Financial institutions, health care organizations, or other entities subject to federal regulation under the Interagency Guidelines Establishing Standards for Safeguarding Consumer Information are considered to comply with this state law if they comply with the federal guidelines for safeguarding personal information.

 

A party injured by the failure of an entity to comply with the personal information protection requirements may bring a civil action against the entity.  A court may award:

 

$$200 or actual damages, whichever is greater, and costs and reasonable attorney's fees for negligent noncompliance.

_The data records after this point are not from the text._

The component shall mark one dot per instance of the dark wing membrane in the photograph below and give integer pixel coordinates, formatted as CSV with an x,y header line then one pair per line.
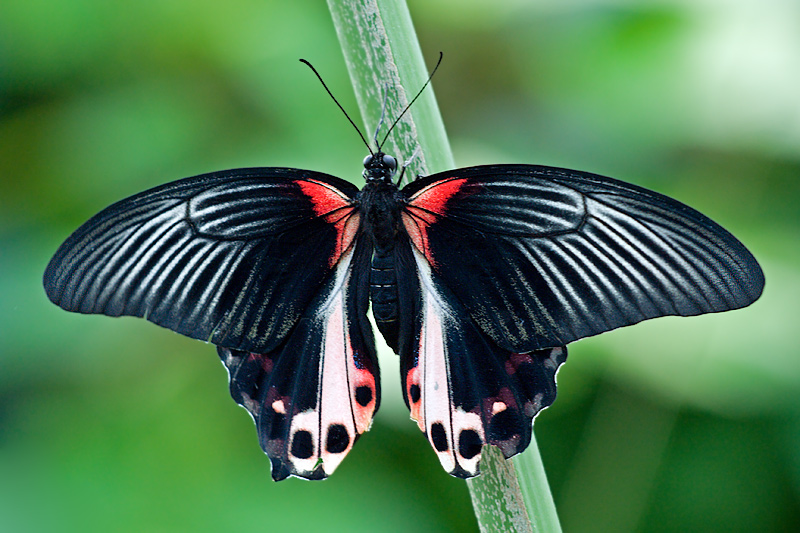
x,y
316,393
463,390
232,257
540,257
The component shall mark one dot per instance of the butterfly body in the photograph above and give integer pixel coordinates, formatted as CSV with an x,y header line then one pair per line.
x,y
477,278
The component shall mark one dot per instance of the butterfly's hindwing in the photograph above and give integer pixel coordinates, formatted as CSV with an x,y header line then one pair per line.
x,y
223,257
462,389
541,257
313,396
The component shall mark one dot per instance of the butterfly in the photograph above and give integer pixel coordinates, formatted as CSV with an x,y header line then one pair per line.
x,y
476,277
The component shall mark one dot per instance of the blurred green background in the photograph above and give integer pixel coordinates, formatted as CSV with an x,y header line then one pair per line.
x,y
672,425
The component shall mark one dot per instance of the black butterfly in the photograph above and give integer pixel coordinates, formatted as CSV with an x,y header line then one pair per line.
x,y
477,278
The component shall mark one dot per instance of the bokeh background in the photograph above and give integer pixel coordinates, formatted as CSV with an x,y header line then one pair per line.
x,y
672,425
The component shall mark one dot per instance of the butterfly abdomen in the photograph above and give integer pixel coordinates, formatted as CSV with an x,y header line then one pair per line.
x,y
383,293
381,204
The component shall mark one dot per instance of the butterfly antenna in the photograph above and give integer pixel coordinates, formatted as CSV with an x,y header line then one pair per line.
x,y
340,105
383,112
407,162
430,77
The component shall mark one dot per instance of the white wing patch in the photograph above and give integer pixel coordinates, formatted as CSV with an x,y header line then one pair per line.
x,y
455,434
322,436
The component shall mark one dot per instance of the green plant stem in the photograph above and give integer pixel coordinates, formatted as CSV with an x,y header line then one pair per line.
x,y
385,63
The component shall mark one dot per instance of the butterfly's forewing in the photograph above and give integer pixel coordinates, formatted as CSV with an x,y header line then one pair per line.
x,y
463,390
312,397
540,257
513,262
263,263
232,257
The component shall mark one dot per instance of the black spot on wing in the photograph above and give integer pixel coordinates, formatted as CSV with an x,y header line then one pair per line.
x,y
302,444
469,444
338,439
363,395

$$600 or treble actual damages, whichever is greater, and costs and reasonable attorney's fees for willful noncompliance.

 

A party having reason to believe that he or she may be injured by noncompliance may seek injunctive relief, which may be granted with terms as the court finds equitable.  The Attorney General may also bring a civil action for damages or injunctive relief, or both, and the court may award the same damages as may be awarded for individuals.  Failure to comply with the act is a practice covered by the Consumer Protection Act (CPA).  The remedies provided are in addition to other rights or remedies.

 

Substitute Bill Compared to Original Bill:

 

The substitute bill reduces the penalties and adds a provision making compliance with certain federal provisions also compliance with this act.

 

 

Appropriation:  None.

 

Fiscal Note:  Available.

 

Effective Date of Substitute Bill:  Ninety days after adjournment of session in which bill is passed.

 

Testimony For:  There is evidence that all kinds of institutions are disposing of personal information improperly.  Financial institutions were disposing customer information in unlocked dumpsters.  The Department of Social and Health Services was improperly disposing client information, including personal histories from psychologists and counselors.  Employee applications and other detailed information, including medical histories, were being disposed of improperly.  Not properly disposing of personal information makes identity theft easier.  It should be made clear that any entity that is subject to the GLBA and is in compliance with it would be in compliance with this bill, and that any entity that is subject to health care information regulations and is in compliance with them would be in compliance with this bill.  This bill has graduated penalties, which is a new concept in regulating this kind of consumer information.  It is a bill designed to get after bad actors.  Most organizations already observe good business practices.

 

Testimony Against:  Last year the Legislature passed extensive identity theft legislation and given time to work, it will remedy a lot of the identity theft problems we have seen in the past.  The bill provides harsh penalties for violating the law.  If businesses are unknowingly not complying with the law they face harsh penalties.  The penalties in this bill are harsh for simple negligence.  This bill is broad in its application in relation to what personal information it applies to.  Some information is obvious, but there is other information covered in this bill that a small business may not realize needs to be shredded or destroyed.  For instance, resumes might fall under this bill.  There is a concern that this bill creates a new legal standard of inadvertence which does not currently exist in law.  Inadvertence is like negligence and negligence is the least egregious standard.  The CPA should not be expanded to cover this type of situation; the CPA is designed to apply to unfair or deceptive trade practices.  Businesses are trying to do the right thing and they are not the criminals.  There is an extensive law that will deter criminals given time.

 

Testified:  (In support) Representative Jim McIntire, prime sponsor.

 

(Opposed) Mellani Hughes, Association of Washington Businesses; and Kevin Underwood, Washington Collectors.